For your convenience, we repeat the table from the start of the question below.

|College|Fall 21 Students|Fall 21 DSC Major Students|Fall 22 Students|Fall 22 DSC Major Students|
|---|---|---|---|---|
|Seventh|28|19|37|21|
|Sixth|62|45|93|54|
|Roosevelt|22|9|67|39|
|Warren|31|19|61|40|
|Marshall|49|26|62|32|
|Muir|27|14|38|27|
|Revelle|30|12|52|31|



**Question 2.5.** You might say that the most consistent college is the one with the smallest absolute difference in the percentage of students enrolled in DSC 10 that are DSC majors across the two years. Find the smallest value in the `abs_differences` array and save it as `smallest_abs_diff`. Referring back to the table, try to figure out which college that is. Assign `most_consistent_college` to the name of that college (as a string), exactly as it's displayed in the table.
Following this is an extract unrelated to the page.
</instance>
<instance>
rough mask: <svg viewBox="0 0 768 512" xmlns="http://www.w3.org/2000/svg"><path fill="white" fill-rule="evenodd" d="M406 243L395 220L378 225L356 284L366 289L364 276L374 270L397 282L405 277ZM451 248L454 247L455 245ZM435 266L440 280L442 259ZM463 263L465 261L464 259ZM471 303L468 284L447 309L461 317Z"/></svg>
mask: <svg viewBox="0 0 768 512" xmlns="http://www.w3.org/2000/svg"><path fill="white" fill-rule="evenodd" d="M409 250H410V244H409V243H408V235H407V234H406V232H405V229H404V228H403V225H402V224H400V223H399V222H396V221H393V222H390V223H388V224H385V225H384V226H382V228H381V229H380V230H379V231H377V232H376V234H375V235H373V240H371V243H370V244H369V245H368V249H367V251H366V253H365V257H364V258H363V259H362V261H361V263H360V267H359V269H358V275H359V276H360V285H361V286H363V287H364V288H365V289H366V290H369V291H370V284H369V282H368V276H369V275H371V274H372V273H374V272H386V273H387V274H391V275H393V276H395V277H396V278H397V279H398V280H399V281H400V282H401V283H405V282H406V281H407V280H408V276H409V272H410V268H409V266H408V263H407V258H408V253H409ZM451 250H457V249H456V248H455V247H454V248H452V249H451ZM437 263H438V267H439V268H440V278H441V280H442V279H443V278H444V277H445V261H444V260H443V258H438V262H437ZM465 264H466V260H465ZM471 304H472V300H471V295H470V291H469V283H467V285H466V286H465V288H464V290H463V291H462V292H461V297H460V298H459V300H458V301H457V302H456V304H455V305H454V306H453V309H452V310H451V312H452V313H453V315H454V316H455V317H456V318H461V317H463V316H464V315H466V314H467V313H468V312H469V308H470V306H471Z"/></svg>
_Note:_ You can type the name of the college manually.

In [32]:
smallest_abs_diff = abs_differences.min()
most_consistent_college = 'Marshall'

In [33]:
grader.check("q2_5")

## 3. Analyzing NBA Salaries 🏀

The National Basketball Association (NBA) is the premier men's basketball league in North America. The 2022-23 NBA regular season starts on October 18th, just a week after this homework is due!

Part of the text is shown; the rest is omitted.